Fix Version/s: None
Component/s: daf_butler, dax_obscore
Team:Data Access and Database
When data are taken the files are transferred to the USDF and ingested into a butler registry. A lot of the general tooling developed by SQuaRE rely on ObsTAP queries of an ObsCore database table. Currently we generate the content of the ObsCore table by doing an explicit export of a butler registry using dax_obscore. This works but is an additional step that would have to work as part of the automated data ingest explicitly exporting the records for the new raws and adding them to the ObsCore table. Presumably some data processing will also happen at USDF and we would like, for example, calexp images to be available to other systems as soon as the processing completes. Do we want to have to do an ObsCore export/import every time a batch job completes?
Things would be simpler if we coulde have an ObsCore view of the butler registry that automatically updates when new files are added or deleted. This ticket is to investigate the feasibility of this and to write a tech note with options.
- is triggering
DM-35850 Collect ideas and requirements for daf_butler obscore implementation
- relates to
DM-37275 Establish ObsTAP service for use with a Postgres Butler registry
- To Do
- links to
The formatted version: https://dmtn-236.lsst.io/v/DM-35532/index.html
I've read the tech note and it looks really good to me.
I agree that the only tractable option is to have butler "own" an ObsCore table and have butler insert into ObsCore whenever a butler put/ingest/transfer_from occurs, using the dax_obscore configuration system.
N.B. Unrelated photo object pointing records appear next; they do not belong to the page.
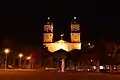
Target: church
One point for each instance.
(75, 42)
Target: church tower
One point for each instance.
(48, 32)
(75, 31)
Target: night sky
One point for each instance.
(22, 22)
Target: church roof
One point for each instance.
(61, 41)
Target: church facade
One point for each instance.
(75, 42)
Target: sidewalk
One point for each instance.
(21, 70)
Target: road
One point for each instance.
(43, 75)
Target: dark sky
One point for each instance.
(22, 22)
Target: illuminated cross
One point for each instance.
(62, 36)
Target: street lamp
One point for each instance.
(20, 55)
(28, 58)
(6, 52)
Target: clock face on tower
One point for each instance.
(48, 37)
(75, 27)
(75, 37)
(48, 28)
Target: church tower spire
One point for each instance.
(75, 31)
(48, 31)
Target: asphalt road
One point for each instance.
(43, 75)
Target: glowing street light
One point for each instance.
(6, 52)
(20, 55)
(91, 60)
(28, 58)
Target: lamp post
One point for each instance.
(28, 58)
(6, 52)
(20, 55)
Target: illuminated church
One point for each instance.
(75, 42)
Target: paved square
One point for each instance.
(44, 75)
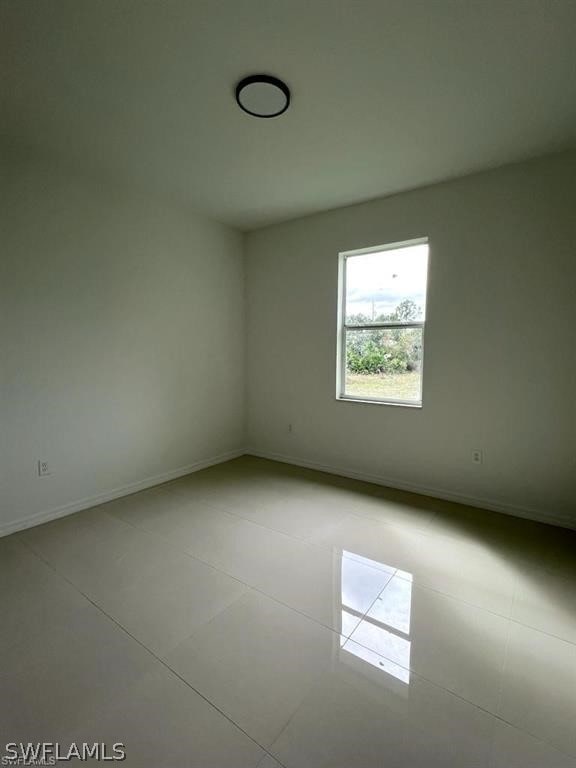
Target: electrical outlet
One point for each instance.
(43, 468)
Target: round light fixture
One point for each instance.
(263, 96)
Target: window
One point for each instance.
(381, 317)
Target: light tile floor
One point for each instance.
(257, 614)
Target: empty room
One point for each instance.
(288, 383)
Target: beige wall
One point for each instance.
(500, 350)
(121, 340)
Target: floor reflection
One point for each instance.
(383, 626)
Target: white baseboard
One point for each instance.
(439, 493)
(91, 501)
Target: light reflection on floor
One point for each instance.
(383, 626)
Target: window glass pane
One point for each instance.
(384, 364)
(387, 285)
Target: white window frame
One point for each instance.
(343, 327)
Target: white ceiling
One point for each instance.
(387, 94)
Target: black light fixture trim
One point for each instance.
(269, 80)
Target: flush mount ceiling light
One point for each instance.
(263, 96)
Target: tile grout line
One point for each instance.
(306, 616)
(155, 656)
(328, 548)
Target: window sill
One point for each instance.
(368, 401)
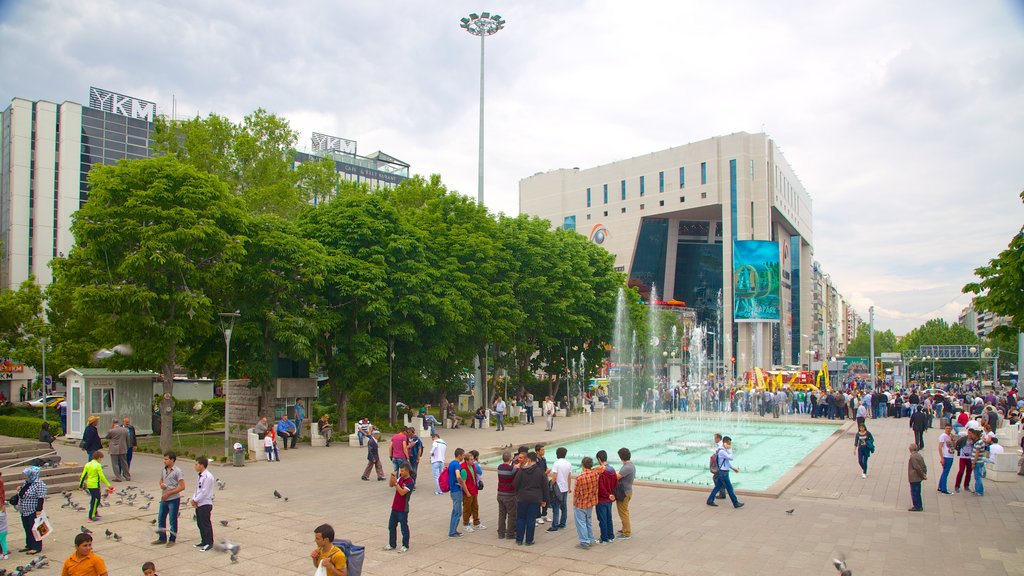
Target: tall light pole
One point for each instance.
(227, 324)
(481, 25)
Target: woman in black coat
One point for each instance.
(90, 438)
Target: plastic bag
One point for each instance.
(42, 528)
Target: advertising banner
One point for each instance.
(756, 281)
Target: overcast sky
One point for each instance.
(903, 120)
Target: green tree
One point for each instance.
(157, 247)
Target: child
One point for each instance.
(92, 475)
(270, 445)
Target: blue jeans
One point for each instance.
(397, 519)
(722, 482)
(915, 495)
(525, 521)
(947, 464)
(604, 524)
(585, 526)
(456, 511)
(168, 508)
(437, 468)
(558, 508)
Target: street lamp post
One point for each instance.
(481, 25)
(227, 324)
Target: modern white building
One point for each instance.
(673, 219)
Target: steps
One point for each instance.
(15, 457)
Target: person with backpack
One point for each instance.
(863, 446)
(721, 465)
(328, 556)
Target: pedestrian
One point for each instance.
(457, 485)
(470, 502)
(90, 437)
(336, 564)
(287, 430)
(863, 446)
(624, 493)
(946, 456)
(584, 500)
(374, 457)
(403, 485)
(531, 492)
(92, 476)
(561, 476)
(118, 448)
(172, 484)
(203, 502)
(605, 497)
(84, 562)
(549, 413)
(30, 505)
(916, 471)
(722, 481)
(132, 440)
(437, 449)
(506, 497)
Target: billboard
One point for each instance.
(755, 281)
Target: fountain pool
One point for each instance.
(677, 450)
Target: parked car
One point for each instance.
(51, 402)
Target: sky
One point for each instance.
(903, 120)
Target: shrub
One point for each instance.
(20, 426)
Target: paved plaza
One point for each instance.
(835, 511)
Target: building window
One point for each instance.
(101, 401)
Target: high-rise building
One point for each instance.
(678, 222)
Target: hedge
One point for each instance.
(19, 426)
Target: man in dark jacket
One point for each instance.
(531, 491)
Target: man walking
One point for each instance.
(203, 502)
(916, 471)
(172, 484)
(722, 481)
(118, 436)
(374, 457)
(946, 456)
(624, 493)
(457, 485)
(584, 500)
(437, 449)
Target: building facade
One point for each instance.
(673, 218)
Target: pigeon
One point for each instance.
(103, 354)
(840, 564)
(225, 546)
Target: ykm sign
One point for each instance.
(120, 104)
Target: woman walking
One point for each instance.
(863, 445)
(30, 505)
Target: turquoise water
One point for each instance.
(677, 451)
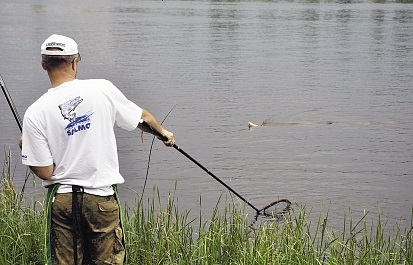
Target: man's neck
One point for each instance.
(59, 77)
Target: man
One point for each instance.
(69, 142)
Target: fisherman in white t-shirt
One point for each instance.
(69, 142)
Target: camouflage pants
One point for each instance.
(99, 234)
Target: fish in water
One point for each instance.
(270, 123)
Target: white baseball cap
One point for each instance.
(59, 45)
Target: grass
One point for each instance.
(158, 232)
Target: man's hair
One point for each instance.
(51, 62)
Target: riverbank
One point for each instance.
(158, 232)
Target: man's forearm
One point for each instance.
(151, 125)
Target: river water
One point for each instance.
(332, 81)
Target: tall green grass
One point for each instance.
(158, 232)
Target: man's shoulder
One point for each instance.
(96, 81)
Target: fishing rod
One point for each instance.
(265, 211)
(11, 103)
(271, 210)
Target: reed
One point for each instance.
(158, 232)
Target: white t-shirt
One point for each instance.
(72, 126)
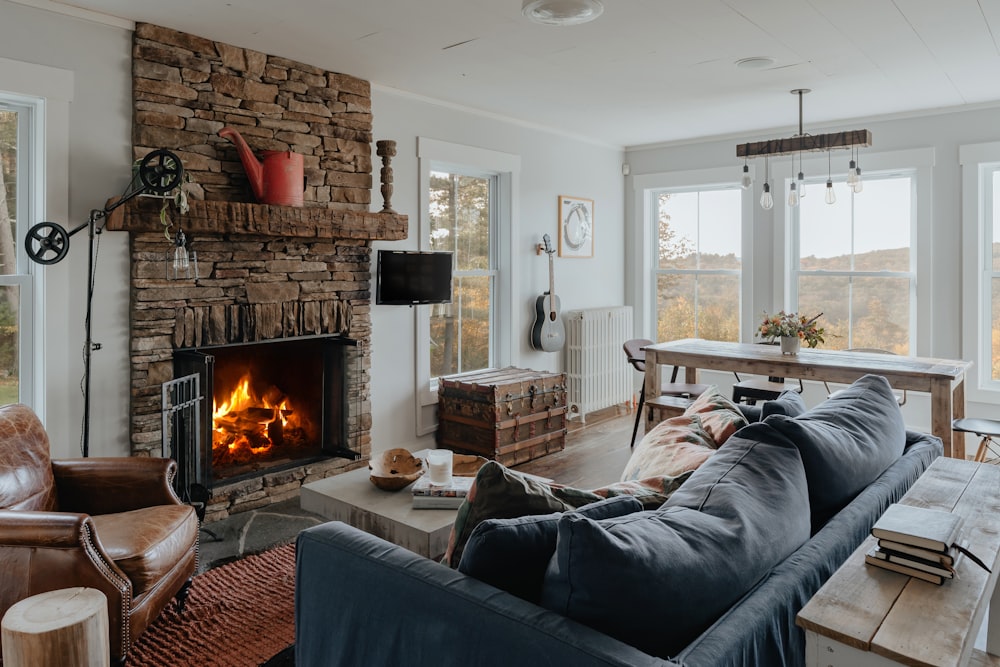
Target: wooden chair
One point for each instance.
(900, 396)
(755, 389)
(637, 357)
(987, 430)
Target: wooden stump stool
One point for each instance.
(64, 628)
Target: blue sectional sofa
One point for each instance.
(714, 577)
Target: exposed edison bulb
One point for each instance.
(766, 200)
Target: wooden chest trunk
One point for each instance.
(510, 414)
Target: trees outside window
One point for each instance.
(461, 222)
(854, 262)
(12, 122)
(698, 267)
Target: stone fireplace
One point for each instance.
(292, 282)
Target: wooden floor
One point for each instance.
(595, 453)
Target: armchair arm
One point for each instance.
(42, 529)
(114, 484)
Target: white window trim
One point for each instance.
(976, 327)
(918, 160)
(643, 237)
(507, 167)
(49, 91)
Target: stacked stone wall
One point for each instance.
(187, 88)
(251, 286)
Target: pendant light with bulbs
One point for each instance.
(853, 140)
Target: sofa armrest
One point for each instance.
(362, 600)
(114, 484)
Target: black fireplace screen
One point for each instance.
(267, 406)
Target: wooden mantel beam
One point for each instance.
(805, 143)
(142, 214)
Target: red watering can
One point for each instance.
(276, 180)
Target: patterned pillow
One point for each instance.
(719, 416)
(674, 446)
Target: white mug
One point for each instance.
(439, 462)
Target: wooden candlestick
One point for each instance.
(386, 149)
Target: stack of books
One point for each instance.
(440, 496)
(918, 542)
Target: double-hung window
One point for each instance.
(462, 221)
(854, 261)
(17, 153)
(467, 207)
(697, 265)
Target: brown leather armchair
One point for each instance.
(114, 524)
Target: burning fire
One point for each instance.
(247, 425)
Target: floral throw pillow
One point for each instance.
(718, 416)
(671, 448)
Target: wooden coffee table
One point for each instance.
(353, 499)
(867, 616)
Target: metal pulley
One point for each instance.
(159, 172)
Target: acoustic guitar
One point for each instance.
(548, 333)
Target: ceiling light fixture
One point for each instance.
(852, 140)
(561, 12)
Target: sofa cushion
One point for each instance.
(512, 554)
(657, 579)
(845, 442)
(500, 493)
(789, 403)
(672, 447)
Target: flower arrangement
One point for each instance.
(792, 324)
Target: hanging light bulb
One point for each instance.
(801, 178)
(180, 262)
(857, 186)
(766, 200)
(831, 197)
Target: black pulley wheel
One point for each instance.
(47, 243)
(160, 171)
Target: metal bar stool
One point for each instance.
(986, 429)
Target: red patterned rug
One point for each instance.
(237, 615)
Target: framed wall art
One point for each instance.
(576, 227)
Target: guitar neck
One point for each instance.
(552, 289)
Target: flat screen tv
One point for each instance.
(410, 277)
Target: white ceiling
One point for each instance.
(646, 71)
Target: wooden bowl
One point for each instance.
(395, 469)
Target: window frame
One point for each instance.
(657, 271)
(978, 162)
(644, 237)
(433, 155)
(917, 163)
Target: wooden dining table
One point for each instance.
(943, 379)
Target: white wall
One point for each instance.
(944, 133)
(551, 165)
(99, 168)
(100, 159)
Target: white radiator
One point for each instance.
(598, 374)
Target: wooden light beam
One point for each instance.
(805, 143)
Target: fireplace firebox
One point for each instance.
(269, 405)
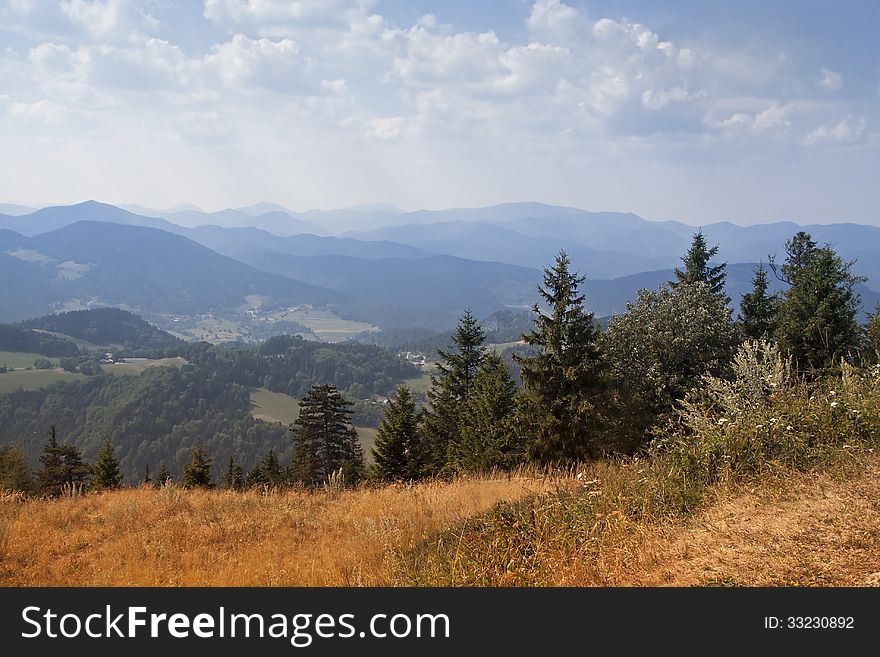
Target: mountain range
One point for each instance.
(375, 263)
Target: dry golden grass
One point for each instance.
(174, 537)
(816, 530)
(797, 529)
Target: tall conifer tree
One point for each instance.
(562, 379)
(489, 437)
(398, 453)
(105, 471)
(457, 370)
(697, 267)
(324, 440)
(757, 316)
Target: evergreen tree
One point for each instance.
(271, 470)
(457, 369)
(254, 476)
(15, 475)
(105, 471)
(872, 333)
(757, 317)
(489, 437)
(562, 379)
(398, 452)
(234, 479)
(62, 467)
(162, 476)
(817, 316)
(324, 440)
(697, 268)
(197, 473)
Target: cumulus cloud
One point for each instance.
(830, 80)
(845, 131)
(275, 78)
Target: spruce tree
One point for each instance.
(872, 335)
(562, 379)
(254, 476)
(757, 317)
(397, 452)
(15, 475)
(163, 476)
(324, 440)
(489, 437)
(63, 467)
(457, 369)
(197, 473)
(817, 316)
(105, 471)
(234, 479)
(697, 268)
(271, 470)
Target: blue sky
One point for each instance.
(692, 110)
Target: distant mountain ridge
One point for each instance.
(133, 267)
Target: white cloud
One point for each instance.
(830, 80)
(244, 63)
(555, 21)
(108, 18)
(846, 131)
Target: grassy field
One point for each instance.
(19, 359)
(274, 406)
(278, 407)
(34, 379)
(139, 366)
(817, 528)
(149, 537)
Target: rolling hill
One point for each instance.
(152, 271)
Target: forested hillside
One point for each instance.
(106, 327)
(161, 414)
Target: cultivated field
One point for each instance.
(18, 359)
(34, 379)
(277, 407)
(139, 366)
(274, 406)
(817, 528)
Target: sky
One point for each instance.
(692, 110)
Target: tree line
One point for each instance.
(586, 392)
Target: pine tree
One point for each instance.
(15, 475)
(62, 467)
(324, 440)
(162, 477)
(489, 437)
(197, 473)
(398, 452)
(105, 471)
(817, 316)
(757, 317)
(697, 268)
(234, 479)
(457, 370)
(563, 377)
(254, 476)
(872, 334)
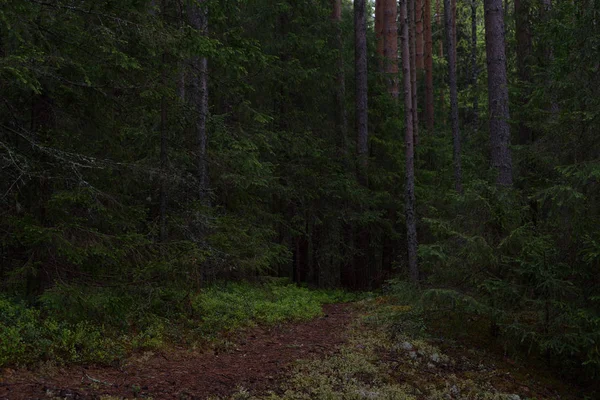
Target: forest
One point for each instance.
(175, 171)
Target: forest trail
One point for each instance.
(255, 361)
(345, 354)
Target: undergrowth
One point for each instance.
(375, 365)
(76, 324)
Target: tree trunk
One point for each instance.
(360, 55)
(453, 95)
(163, 156)
(440, 27)
(379, 28)
(162, 208)
(524, 50)
(420, 43)
(429, 110)
(390, 31)
(410, 201)
(198, 20)
(474, 69)
(454, 35)
(549, 56)
(340, 91)
(413, 69)
(498, 92)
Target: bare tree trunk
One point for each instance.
(429, 110)
(524, 50)
(410, 200)
(498, 92)
(455, 37)
(440, 27)
(379, 28)
(390, 31)
(163, 156)
(182, 66)
(360, 33)
(198, 20)
(413, 69)
(420, 43)
(474, 68)
(549, 55)
(162, 208)
(340, 93)
(453, 95)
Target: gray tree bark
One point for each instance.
(474, 68)
(198, 19)
(411, 8)
(340, 91)
(360, 54)
(524, 50)
(410, 200)
(451, 47)
(390, 46)
(429, 109)
(498, 92)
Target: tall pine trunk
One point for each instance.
(453, 95)
(410, 200)
(340, 90)
(390, 32)
(440, 27)
(429, 109)
(360, 58)
(474, 68)
(413, 67)
(524, 50)
(420, 43)
(379, 28)
(498, 92)
(198, 20)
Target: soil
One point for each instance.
(256, 361)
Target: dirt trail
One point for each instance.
(256, 362)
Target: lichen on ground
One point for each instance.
(372, 365)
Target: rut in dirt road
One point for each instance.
(256, 362)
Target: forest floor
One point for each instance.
(338, 356)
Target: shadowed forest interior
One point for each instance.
(164, 161)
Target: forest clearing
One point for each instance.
(352, 351)
(299, 199)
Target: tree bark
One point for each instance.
(453, 95)
(413, 69)
(360, 55)
(524, 50)
(440, 27)
(198, 20)
(474, 68)
(501, 158)
(429, 109)
(410, 200)
(454, 30)
(390, 31)
(163, 156)
(420, 43)
(340, 91)
(549, 56)
(379, 28)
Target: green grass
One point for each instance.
(76, 324)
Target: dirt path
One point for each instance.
(255, 362)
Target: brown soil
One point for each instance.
(255, 362)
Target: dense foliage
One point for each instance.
(89, 88)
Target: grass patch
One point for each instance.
(75, 324)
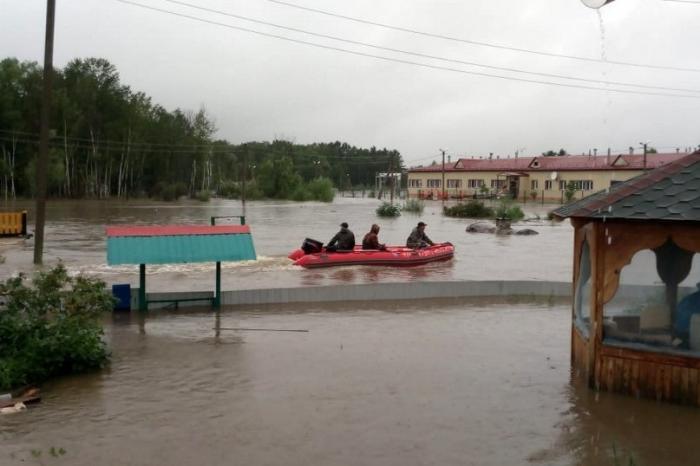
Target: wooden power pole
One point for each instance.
(43, 160)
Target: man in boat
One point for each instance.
(371, 239)
(344, 240)
(418, 239)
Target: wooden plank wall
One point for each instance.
(640, 374)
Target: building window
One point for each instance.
(579, 185)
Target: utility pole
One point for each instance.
(443, 176)
(44, 135)
(245, 173)
(391, 179)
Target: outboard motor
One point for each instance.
(311, 246)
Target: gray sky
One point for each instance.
(260, 88)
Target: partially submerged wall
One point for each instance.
(370, 292)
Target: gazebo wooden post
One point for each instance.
(599, 247)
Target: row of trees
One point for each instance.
(108, 140)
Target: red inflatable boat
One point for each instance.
(392, 256)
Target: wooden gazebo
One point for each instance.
(636, 307)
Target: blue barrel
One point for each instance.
(122, 294)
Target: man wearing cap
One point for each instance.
(371, 239)
(345, 240)
(418, 238)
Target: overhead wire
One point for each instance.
(425, 55)
(58, 144)
(408, 62)
(488, 44)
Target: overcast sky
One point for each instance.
(261, 88)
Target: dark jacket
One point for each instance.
(418, 239)
(371, 241)
(345, 239)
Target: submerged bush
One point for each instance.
(229, 190)
(202, 196)
(300, 194)
(509, 211)
(320, 189)
(471, 209)
(413, 205)
(388, 210)
(51, 327)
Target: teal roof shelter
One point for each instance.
(177, 244)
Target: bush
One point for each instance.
(252, 191)
(202, 196)
(471, 209)
(300, 194)
(321, 189)
(51, 327)
(509, 211)
(170, 191)
(388, 210)
(413, 205)
(229, 190)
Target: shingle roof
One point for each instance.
(564, 163)
(671, 192)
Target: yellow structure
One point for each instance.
(13, 223)
(530, 178)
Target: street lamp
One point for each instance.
(596, 3)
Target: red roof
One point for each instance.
(563, 163)
(176, 230)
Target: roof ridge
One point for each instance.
(603, 200)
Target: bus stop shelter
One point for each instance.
(178, 244)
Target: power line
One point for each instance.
(424, 55)
(57, 144)
(486, 44)
(407, 62)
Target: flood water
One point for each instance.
(450, 382)
(75, 234)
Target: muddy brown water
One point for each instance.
(446, 382)
(75, 234)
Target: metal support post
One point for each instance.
(217, 296)
(143, 305)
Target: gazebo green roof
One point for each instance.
(668, 193)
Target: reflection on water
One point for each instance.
(446, 382)
(75, 235)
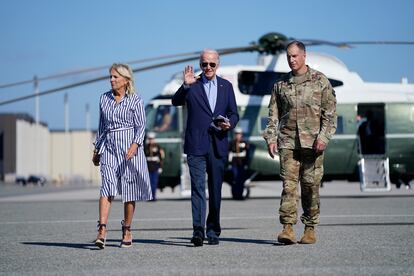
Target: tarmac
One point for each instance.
(49, 231)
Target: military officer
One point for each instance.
(155, 155)
(238, 158)
(302, 120)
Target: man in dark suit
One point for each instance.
(206, 96)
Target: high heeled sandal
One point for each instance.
(101, 237)
(125, 243)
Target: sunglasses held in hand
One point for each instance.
(205, 64)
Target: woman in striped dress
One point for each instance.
(119, 151)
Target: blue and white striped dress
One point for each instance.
(120, 125)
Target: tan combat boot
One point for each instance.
(309, 236)
(287, 236)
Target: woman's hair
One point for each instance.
(125, 71)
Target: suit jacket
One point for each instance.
(200, 116)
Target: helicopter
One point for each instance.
(391, 103)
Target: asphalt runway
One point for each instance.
(358, 235)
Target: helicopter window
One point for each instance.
(340, 125)
(163, 118)
(257, 83)
(260, 83)
(263, 123)
(336, 83)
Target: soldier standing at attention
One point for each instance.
(302, 119)
(155, 155)
(239, 159)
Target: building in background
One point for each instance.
(29, 149)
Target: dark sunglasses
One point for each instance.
(205, 64)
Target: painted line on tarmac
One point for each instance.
(188, 219)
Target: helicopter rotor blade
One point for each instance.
(271, 43)
(348, 44)
(93, 69)
(195, 56)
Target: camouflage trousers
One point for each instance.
(302, 166)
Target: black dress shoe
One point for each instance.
(213, 240)
(197, 240)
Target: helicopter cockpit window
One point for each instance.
(164, 118)
(260, 83)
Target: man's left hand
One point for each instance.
(319, 146)
(224, 125)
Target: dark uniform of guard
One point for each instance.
(239, 159)
(155, 155)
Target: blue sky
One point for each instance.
(47, 37)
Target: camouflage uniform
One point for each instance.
(301, 110)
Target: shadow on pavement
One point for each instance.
(367, 224)
(89, 246)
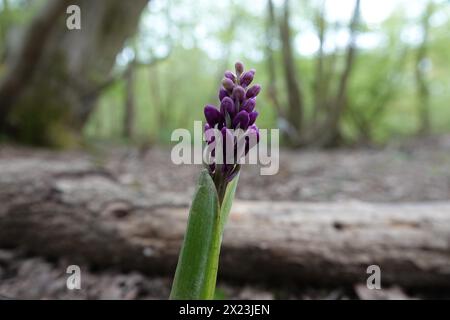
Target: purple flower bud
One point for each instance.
(252, 117)
(230, 75)
(239, 66)
(228, 84)
(227, 138)
(222, 93)
(247, 78)
(227, 105)
(238, 93)
(212, 115)
(253, 91)
(249, 105)
(241, 120)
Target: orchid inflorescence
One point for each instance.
(231, 130)
(235, 122)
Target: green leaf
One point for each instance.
(196, 273)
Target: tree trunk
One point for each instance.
(67, 207)
(128, 121)
(332, 131)
(50, 86)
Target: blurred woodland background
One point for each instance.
(358, 88)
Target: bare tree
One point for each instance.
(295, 112)
(271, 70)
(331, 131)
(52, 81)
(423, 91)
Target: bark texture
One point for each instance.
(71, 208)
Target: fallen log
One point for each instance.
(70, 208)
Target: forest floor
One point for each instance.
(414, 171)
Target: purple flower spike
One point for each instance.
(238, 93)
(222, 93)
(247, 78)
(227, 105)
(228, 84)
(249, 105)
(253, 91)
(252, 117)
(212, 115)
(230, 75)
(241, 120)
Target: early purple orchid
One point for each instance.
(236, 114)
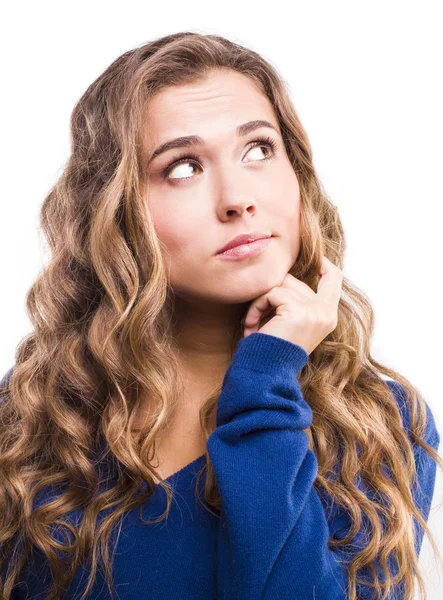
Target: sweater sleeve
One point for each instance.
(273, 534)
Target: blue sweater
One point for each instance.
(271, 540)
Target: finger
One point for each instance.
(265, 303)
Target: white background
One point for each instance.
(365, 80)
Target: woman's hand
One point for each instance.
(302, 317)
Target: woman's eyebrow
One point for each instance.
(195, 140)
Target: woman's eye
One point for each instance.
(190, 161)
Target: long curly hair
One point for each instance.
(102, 315)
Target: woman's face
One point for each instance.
(229, 188)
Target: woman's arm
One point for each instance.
(273, 534)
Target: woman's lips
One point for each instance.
(246, 250)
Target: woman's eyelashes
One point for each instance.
(194, 160)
What I'm not sure about is how decoupled we can make this. Should butler have some kind of system that lets you add callbacks that are passed a DatasetRef? This would essentially allow the ObsCore code to be decoupled from Butler – dax_obscore would have a function registered with butler via config but would otherwise be distinct. If we are tightly coupled where does that leave dax_obscore? Do we fully integrate it into daf_butler? How do we set up the ObsCore table such that deleting a dataset from registry will automatically delete it from the ObsCore table? Can we add a dataset_id UUID to the ObsCore table to make it easy to relate a row in ObsCore to a butler dataset?
- The s_region column in the database does not necessarily have to be usable in a WHERE clause as an actual string - e.g., eligible for use with the LIKE operator. One can imagine an implementation (regardless of how the ObsCore table is actually populated) in which the column in the database really is the packed-binary object, and somehow it's the TAP service itself (or some other part of the query layer) that materializes it as an ASCII POLYGON string in a query result. It might simplify things if we stay in the native geometry object representation within the database, I think? I believe this may be what CADC does in its Postgres database + TAP combo, from something I recall hearing.
- I think I understand that the "find_first" problem that you mention in the note is associated with the use of chained collections in defining the membership of the ObsCore table. In the client-side trigger model that appears to be emerging as favored, how would this be handled? If the same (dataID, datasetType) pair is, for ObsCore purposes, effective redefined by a subsequent put() to a collection "ahead of" where the previous instance of that pair was, does the trigger do an UPDATE against the ObsCore table?
Just FYI, please see DM-35740 for a separate issue regarding the usability of the Registry-to-ObsCore conversion code, and a possible refactoring. It might be worth including in whatever architecture is developed to implement the client-side trigger model.
Final comment: right now dax_obscore has very limited dependencies - - which makes it usable in non-Rubin applications (which we will do in SPHEREx). I have no specific reason to worry that this might change, but please do try to keep these dependencies slim if you develop the client-side trigger model in practice. We would certainly use it immediately in SPHEREx.
Gregory Dubois-Felsmann, I agree that some of region formatting job can be shifted to TAP service, still, to be efficient for spatial queries, we need it in a database-native representation suitable for indexing. Trouble is, of course, that database-native is also database-specific, and it would be nice to avoid backend-specific features in TAP. I think this is not very hard problem to solve, just need some attention.
For the find-first issue and client-side "trigger", the insertion test should be easy - one just have to check that a run collection for the new dataset ref is a member of the configured chained collection. There are more interesting cases for removal of datasets, either as an explicit dataset purge, or removal of a run collection from a chained collection. I'll try to expand my technote with ideas for those cases.
I have added one more section to the technote with a bunch of random ideas for client-side implementation.
Tim Jenness, do you want to re-review it (or you can just say it's OK to merge like that).
What I'm not sure about is how decoupled we can make this. Should butler have some kind of system that lets you add callbacks that are passed a DatasetRef?
I think my current idea is to make it a new optional manager that will be called by other managers. We then could re-use all our tooling for optional loading of that manager and schema/data migration.
Thanks for review, merged, the result is here: https://dmtn-236.lsst.io/
Tim Jenness, I have pushed my draft of a note, I'm not sure this is what people expect to see, so this is mostly for getting some feedback and suggestions for what else may be worth to explore there.